La humildad vence siempre al demonio

Abba Antonio decía también: «He visto tendidos sobre la tierra todos los lazos del enemigo, y gimiendo he dicho: "¿Quién podrá escapar de todos ellos?". Y oí una voz que respondía: "La humildad"» (XV, 3).

Un hombre poseído por el demonio, que echaba espuma por la boca, abofeteó en el rostro a un monje anciano. Éste le presentó al punto la otra mejilla [cf. Mt 5,39]. Pero el demonio, no pudiendo soportar la quemadura de su humildad, salió inmediatamente del poseso (XV, 71).

Unos fueron a la Tebaida para visitar a un anciano. Llevaban consigo a un hombre atormentado por el demonio para que el anciano le curase. El anciano, después de que se lo pidieran con mucha insistencia, dijo al demonio: "Sal de esa criatura de Dios". Y el demonio respondió: "Salgo, pero te hago esta pregunta: Dime ¿quiénes son los cabritos y quiénes los corderos [cf. Mt 25,32]?". El anciano le contestó: "Los cabritos son los que son como yo. Quienes sean los corderos, eso Dios lo sabe". Al oírle el demonio vociferó: "Salgo por esta humildad tuya". Y desapareció al instante (XV, 84).

El diablo, transformado en ángel de luz, se apareció a un hermano, y le dijo: "Soy el ángel Gabriel y he sido enviado a ti". Pero el hermano le contestó: "Mira no sea que te hayan enviado a otro, porque yo no soy digno de que me envían un ángel". Y el demonio desapareció al punto (XV, 87).

Decía un anciano: «Si alguno dice "perdóname" con humildad, quema a los demonios tentadores» (XV, 98).

Un sacerdote pagano oyó lo que contaba el demonio y decidió hacerse monje. Y desde el comienzo de su conversión practicó la humildad más perfecta, pues decía: «La humildad quiebra toda la fuerza del enemigo, como yo mismo se lo oí a los demonios: "Cuando atacamos a los monjes, si uno de ellos hace una metanía, todo nuestro poder se desvanece"» (XV, 112).
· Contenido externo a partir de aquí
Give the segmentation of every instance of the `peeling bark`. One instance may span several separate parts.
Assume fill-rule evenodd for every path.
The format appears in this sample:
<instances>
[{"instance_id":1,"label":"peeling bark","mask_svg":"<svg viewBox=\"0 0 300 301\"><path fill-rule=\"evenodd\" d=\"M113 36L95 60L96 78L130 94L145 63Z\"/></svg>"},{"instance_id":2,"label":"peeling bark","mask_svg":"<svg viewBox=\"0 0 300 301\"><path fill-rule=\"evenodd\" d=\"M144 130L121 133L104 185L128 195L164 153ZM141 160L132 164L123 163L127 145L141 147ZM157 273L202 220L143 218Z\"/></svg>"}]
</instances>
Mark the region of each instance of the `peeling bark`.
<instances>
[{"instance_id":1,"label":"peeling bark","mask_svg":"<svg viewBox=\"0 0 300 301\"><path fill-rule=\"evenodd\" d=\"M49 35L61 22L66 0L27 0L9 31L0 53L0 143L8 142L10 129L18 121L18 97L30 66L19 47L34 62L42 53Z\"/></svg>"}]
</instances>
Decían los ancianos: «Aunque se te aparezca de verdad un ángel, no le acojas fácilmente, sino humíllate, diciendo: "No soy digno de ver un ángel, yo que vivo en el pecado"» (XV, 88).

Se contaba que un anciano moraba en su celda y sufría fuertes tentaciones. Veía claramente a los demonios y se burlaba de ellos. Al verse vencido por el anciano, el demonio se le presentó y le dijo «Soy Cristo». Al verle, el anciano cerró los ojos. Y el diablo le dijo «Soy Cristo, ¿por qué cierras los ojos?». Y le contestó el anciano: «Yo aquí no quiero ver a Cristo, sino en la otra vida». Al oír esto despareció el diablo (XV, 89).

Un anciano dijo: «Si el molinero no tapa los ojos del animal que da vueltas a la muela, este se desmandará y comerá el fruto de su trabajo. Así, por disposición divina, hemos recibido un velo que nos impide ver el bien que hacemos, para que no nos sintamos satisfechos de nosotros mismos y perdamos nuestra recompensa. Por eso también, de vez en cuando, nos vemos abandonados a muchos pensamientos sucios, para que cuando los veamos nos condenemos a nosotros mismos. Y estos pensamientos son para nosotros un velo que oculta el poco bien que hacemos. Porque cuando el hombre se acusa a sí mismo, no pierde su recompensa» (XV, 100).

Preguntaron a un anciano cómo algunos podían decir que habían visto el rostro de los ángeles. Y él contestó: "Dichoso el que ve siempre sus pecados" (XV, 110).

Un hermano había pecado y el sacerdote le mandó salir de la iglesia. Se levantó el abba Besarión y salió con él diciendo: "Yo también soy pecador" (IX, 2).

Preguntaron a un anciano: "¿Qué es la humildad?". Y respondió: "Perdonar al hermano que ha pecado contra ti antes de que te pida perdón" (XV, 78).